Shojaadin Mohammad Zadeh, right, leaves the Newmarket, Ont., courthouse on May 31, 2017, with his lawyer, Lawrence Liquornik. (CBC)

In his decision, Kenkel described the sentence as "appropriate" for the one act to which Zadeh pleaded guilty.

The decision will leave Zadeh without a criminal record. After the three-year probation, he will be able to work again as a personal support worker, his lawyer said, but he has no plan to do so. 

'A slap on the wrist'

"He felt that it's a dangerous job for him to perform, being a male in particular working with elderly female patients in particular," Liquornik told CBC Toronto. "Given his experience in the past 15 months he's decided to move on to a different career."

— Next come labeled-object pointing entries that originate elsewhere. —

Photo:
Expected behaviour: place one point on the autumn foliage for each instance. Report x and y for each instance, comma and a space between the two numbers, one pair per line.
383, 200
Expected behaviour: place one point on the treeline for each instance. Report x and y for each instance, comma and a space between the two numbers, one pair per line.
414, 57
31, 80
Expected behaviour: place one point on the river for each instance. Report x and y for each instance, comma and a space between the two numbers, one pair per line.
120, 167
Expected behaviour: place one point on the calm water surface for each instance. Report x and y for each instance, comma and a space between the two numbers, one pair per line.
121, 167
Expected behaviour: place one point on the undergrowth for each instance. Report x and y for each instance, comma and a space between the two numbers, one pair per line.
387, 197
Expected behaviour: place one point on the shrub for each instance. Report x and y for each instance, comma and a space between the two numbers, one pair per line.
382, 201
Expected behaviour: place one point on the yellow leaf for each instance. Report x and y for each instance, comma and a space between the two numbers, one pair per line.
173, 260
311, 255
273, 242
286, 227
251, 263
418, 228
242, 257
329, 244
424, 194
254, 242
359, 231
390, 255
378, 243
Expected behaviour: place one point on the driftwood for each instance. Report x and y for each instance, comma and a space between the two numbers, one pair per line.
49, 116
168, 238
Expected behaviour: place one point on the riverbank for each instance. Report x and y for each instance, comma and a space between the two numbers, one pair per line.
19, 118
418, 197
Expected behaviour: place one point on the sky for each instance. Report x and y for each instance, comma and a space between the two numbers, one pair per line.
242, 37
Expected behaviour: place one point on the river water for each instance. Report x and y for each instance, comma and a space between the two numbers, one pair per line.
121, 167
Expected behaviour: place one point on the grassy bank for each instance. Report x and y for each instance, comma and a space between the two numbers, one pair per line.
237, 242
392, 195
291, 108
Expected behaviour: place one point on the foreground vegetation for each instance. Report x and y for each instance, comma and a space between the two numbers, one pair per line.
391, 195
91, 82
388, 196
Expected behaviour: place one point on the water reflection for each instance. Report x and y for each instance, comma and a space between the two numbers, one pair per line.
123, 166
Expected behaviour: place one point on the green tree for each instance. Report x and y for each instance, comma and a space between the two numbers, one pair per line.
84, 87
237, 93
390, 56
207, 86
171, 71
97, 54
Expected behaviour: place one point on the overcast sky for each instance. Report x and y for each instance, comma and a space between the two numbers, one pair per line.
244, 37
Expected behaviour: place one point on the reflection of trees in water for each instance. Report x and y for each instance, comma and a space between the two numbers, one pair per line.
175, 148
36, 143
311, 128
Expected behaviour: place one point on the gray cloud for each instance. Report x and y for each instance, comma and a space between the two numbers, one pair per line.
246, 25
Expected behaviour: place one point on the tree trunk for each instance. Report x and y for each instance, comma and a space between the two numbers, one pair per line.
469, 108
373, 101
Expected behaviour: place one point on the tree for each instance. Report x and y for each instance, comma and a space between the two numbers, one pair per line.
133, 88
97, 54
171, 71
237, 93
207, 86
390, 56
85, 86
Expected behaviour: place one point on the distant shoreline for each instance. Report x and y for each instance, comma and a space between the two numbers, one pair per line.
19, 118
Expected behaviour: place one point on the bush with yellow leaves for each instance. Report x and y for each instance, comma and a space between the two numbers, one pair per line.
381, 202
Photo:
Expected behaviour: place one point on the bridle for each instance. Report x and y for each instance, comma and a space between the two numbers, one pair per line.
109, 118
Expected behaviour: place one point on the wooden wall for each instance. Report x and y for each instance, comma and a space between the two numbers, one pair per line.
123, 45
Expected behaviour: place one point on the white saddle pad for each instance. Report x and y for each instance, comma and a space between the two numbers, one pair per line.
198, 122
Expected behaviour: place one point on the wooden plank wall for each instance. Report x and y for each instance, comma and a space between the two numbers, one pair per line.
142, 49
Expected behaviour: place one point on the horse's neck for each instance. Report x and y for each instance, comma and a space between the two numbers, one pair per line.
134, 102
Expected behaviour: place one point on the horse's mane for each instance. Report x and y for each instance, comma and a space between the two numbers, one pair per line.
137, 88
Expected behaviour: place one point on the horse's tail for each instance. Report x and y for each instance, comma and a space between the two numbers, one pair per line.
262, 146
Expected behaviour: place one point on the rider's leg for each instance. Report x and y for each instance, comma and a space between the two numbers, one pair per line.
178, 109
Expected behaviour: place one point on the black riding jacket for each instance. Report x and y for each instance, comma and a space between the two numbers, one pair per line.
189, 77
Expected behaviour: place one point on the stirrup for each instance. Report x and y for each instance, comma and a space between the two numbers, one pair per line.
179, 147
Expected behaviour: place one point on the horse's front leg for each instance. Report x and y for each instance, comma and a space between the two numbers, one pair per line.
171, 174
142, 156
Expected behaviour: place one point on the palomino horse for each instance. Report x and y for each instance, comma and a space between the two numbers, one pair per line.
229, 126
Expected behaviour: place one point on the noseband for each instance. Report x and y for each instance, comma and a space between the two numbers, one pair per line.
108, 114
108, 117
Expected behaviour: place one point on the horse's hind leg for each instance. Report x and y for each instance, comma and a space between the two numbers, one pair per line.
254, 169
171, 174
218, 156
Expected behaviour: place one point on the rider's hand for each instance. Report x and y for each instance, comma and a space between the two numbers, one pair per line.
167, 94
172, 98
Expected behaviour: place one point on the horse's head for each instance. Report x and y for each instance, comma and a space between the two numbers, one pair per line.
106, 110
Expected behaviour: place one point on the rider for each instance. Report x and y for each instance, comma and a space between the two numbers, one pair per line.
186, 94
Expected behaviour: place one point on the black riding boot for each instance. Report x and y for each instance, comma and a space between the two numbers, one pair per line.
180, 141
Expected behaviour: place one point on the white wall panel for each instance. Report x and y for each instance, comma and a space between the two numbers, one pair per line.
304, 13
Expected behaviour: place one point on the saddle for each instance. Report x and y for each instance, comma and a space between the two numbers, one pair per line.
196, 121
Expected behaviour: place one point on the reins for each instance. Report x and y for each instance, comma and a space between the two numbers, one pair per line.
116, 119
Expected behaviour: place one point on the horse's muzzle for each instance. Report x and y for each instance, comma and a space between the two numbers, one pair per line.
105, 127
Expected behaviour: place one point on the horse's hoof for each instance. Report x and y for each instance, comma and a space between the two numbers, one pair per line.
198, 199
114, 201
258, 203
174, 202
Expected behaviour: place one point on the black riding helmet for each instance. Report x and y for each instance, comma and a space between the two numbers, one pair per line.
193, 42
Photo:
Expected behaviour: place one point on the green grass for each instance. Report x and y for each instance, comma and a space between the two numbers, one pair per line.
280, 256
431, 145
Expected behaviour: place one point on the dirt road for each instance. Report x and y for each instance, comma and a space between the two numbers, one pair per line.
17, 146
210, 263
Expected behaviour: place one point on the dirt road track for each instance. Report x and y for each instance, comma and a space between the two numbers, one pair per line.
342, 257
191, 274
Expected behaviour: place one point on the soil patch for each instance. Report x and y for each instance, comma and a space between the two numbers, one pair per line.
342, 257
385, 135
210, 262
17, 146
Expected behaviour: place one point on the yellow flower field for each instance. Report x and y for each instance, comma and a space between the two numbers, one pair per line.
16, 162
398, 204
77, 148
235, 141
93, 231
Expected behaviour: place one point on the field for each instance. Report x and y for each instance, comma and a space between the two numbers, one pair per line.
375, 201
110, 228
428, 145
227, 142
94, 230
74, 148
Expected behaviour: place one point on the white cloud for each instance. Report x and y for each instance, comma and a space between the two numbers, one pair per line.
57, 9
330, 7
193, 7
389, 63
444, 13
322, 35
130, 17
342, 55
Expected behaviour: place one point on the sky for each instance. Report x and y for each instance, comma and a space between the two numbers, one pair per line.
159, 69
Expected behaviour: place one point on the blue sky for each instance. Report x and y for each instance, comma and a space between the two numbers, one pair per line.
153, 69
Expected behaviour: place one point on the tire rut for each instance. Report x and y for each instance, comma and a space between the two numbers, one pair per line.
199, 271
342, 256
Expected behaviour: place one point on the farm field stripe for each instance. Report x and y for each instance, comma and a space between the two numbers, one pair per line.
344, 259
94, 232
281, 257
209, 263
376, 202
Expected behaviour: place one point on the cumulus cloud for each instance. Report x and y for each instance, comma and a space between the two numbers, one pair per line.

 'You entrust your loved ones to them to be cared for.'- Daughter of one of the complainants

He said Zadeh has "steadfastly maintained his innocence" with regard to the more serious criminal charges, which were withdrawn. 

Crown prosecutor Erin Thomas would not agree to an interview with CBC Toronto after the hearing. 

But the daughter of one of the complainants whose charges were withdrawn said she is devastated by the outcome. 

"It's a slap on the wrist," she said. "You entrust your loved ones to them to be cared for."